In 1993, he met Alexis Hefley, who later founded the Uganda Children’s Charity Foundation, now known as Children of Uganda. Hefley lived and worked with orphan children in Kampala for 18 months before forming an orphan dance troupe that toured the United States in 1994 as the foundation’s first fundraiser. Some of Kasule’s siblings and friends were part of that original troupe, and he later toured in 1998. His older siblings had told him stories of their travels, but that didn’t prepare him for his initial visit to the United States.

“It was a huge shock. All I can remember is I didn’t know a place like that existed in this world,” Kasule says. “The way everything looked, the buildings, too many cars, too many of everything — it looked like everybody here is rich. They have all they need.”

In 2000, Kasule followed his older siblings to Dallas, where they lived with Hefley, who had become their legal guardian. He knew English because he learned it at the orphanage school, but at first Kasule had a hard time understanding the students “because they tended to speak faster.”

“Now I’m used to it. Now it’s them having trouble understanding me,” says the senior whose classmates call him simply “G.”

Kasule still performs the African music he played during his U.S. tours, though now it’s mainly a hobby.
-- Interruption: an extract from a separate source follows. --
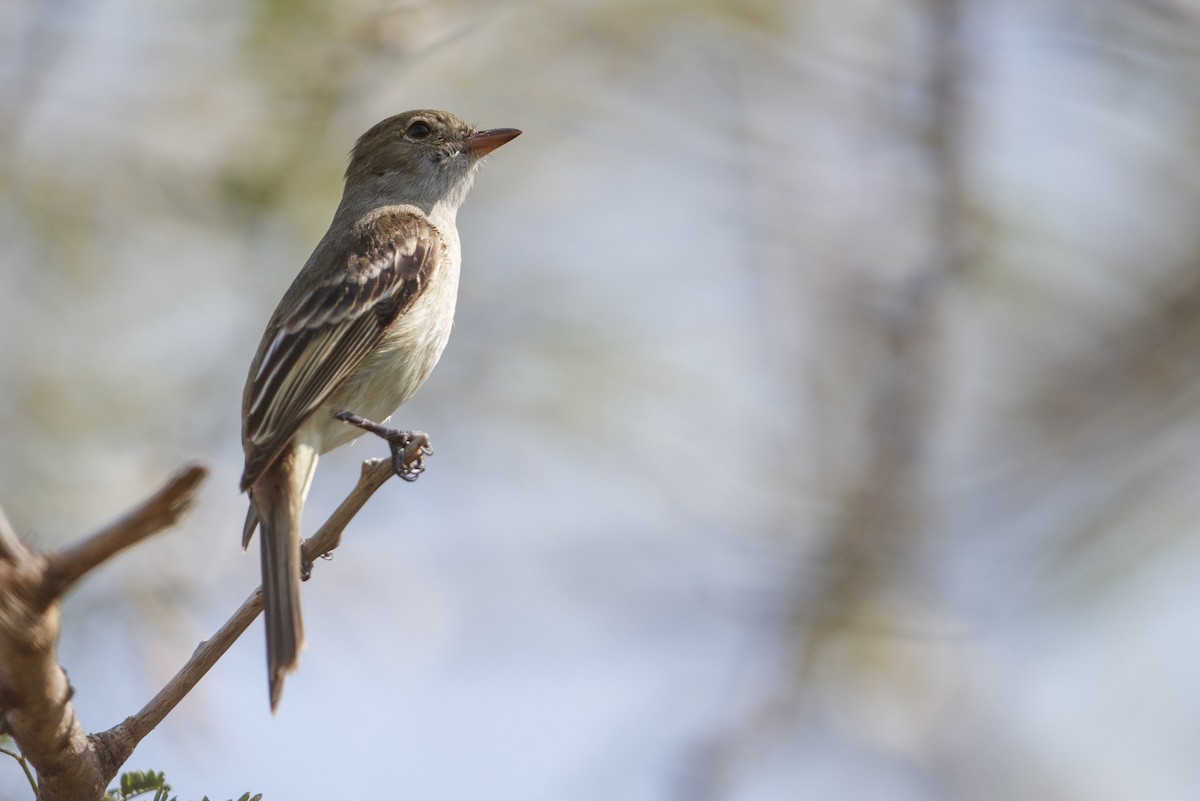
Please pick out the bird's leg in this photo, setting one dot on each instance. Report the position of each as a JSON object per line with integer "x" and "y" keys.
{"x": 408, "y": 449}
But it remains important to him and his siblings, Kasule says, because it’s part of their heritage — his father was a music teacher at a Tanzanian school.

“It’s something we got from our parents, music and dance, so we do it whenever we can,” he says.

After graduating from college, Kasule wants to reunite with his older brothers and sisters in Africa. Two of his sisters already are there, and one brother who recently graduated is hoping to return soon. Kasule is grateful for the advantages living in America provided him, but he feels indebted to his native land.

“I had to get used to it,” he says of the United States. “You ended up liking it because everything was great and better … [but] I still look at it and am amazed. Like I said, this is a different world.

“Maybe that’s why I want to go back to Uganda. After finishing college, hopefully it will be helpful to my country to go back and help where they need it.”